Program spending is not the cause of Nova Scotia's deficit problems, and cuts to spending are not the solution according to the inaugural publication of the Nova Scotia Branch of the Canadian Centre for Policy Alternatives. "A Better Way: Putting the Nova Scotia Deficit in Perspective" analyzes the size and causes of the deficit, and demonstrates that while the government's focus has been on the $767 million "fiscal crisis," the actual recurring amount is a more manageable $300 million problem
CCPA-NS spokesperson John Jacobs reports: "our analysis shows that it is in fact possible to maintain program spending at its present levels and still reduce the deficit in three years. In other words, program spending cuts are not necessary."
"On a per capita basis, Nova Scotia's program spending has been consistently the second lowest among all provinces, 7% below the average for all provinces throughout the 1990s."
The report also notes that Nova Scotia generates less own-source revenue as a percentage of provincial GDP than any other province - a fact which goes a long way to explaining our current deficit and debt situation.
The biggest reasons for our continuing fiscal problems are our weak economic growth over the past decade and the relatively greater costs to us of federal spending cuts. In addition, the increases in Nova Scotia's own-source revenues were the third lowest among all provinces between 1990 and 1999.
"We need a different framework for managing our debt and deficit, one that ensures that social deficits are kept under control as well.

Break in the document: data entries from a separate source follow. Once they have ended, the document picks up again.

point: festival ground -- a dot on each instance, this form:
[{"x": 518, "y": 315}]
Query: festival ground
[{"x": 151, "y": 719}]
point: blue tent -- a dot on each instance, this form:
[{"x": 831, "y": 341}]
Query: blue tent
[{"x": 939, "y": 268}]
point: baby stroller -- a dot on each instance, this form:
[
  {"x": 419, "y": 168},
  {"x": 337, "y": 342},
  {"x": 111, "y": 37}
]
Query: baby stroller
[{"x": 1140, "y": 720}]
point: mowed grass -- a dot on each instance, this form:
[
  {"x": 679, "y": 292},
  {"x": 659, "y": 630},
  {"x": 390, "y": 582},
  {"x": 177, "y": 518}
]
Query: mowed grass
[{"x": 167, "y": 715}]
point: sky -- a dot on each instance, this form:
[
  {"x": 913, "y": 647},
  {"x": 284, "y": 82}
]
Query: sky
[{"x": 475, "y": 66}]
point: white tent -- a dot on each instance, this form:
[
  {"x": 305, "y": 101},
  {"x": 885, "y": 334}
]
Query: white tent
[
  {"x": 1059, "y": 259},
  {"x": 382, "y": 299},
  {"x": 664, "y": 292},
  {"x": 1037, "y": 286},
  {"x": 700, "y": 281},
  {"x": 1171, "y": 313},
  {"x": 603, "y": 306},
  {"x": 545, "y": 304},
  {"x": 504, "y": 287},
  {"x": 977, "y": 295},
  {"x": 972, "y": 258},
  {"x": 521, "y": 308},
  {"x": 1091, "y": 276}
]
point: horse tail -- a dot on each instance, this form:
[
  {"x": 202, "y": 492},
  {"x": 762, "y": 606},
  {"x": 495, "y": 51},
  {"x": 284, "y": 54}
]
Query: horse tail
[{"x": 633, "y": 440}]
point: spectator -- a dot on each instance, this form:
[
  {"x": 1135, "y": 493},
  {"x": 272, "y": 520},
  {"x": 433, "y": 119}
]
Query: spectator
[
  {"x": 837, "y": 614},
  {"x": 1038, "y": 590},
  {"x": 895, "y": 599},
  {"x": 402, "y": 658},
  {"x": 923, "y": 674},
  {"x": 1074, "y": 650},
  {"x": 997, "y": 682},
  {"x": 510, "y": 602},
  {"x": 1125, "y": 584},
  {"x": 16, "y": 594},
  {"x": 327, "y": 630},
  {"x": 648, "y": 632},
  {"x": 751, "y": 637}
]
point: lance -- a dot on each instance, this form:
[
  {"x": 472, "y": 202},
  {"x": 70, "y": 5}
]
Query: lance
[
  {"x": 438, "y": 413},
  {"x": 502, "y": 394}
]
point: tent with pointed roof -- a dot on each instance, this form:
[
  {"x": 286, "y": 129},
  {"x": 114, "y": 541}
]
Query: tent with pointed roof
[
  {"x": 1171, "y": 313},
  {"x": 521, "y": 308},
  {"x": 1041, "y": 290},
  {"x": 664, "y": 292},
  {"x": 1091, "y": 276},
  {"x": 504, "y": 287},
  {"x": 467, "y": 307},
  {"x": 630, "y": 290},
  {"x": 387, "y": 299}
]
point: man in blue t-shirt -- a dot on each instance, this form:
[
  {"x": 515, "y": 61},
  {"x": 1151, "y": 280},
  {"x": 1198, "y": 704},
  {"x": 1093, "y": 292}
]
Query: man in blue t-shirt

By making program cuts the target for deficit reduction, the government risks imposing an unacceptable toll on public services and our quality of life, and making Nova Scotia a much less desirable place to live, work and invest."
The Nova Scotia Branch of the CCPA was formed last fall to produce high quality, independent and non-partisan research, analysis and informed commentary of government policies, and to develop workable and equitable alternatives.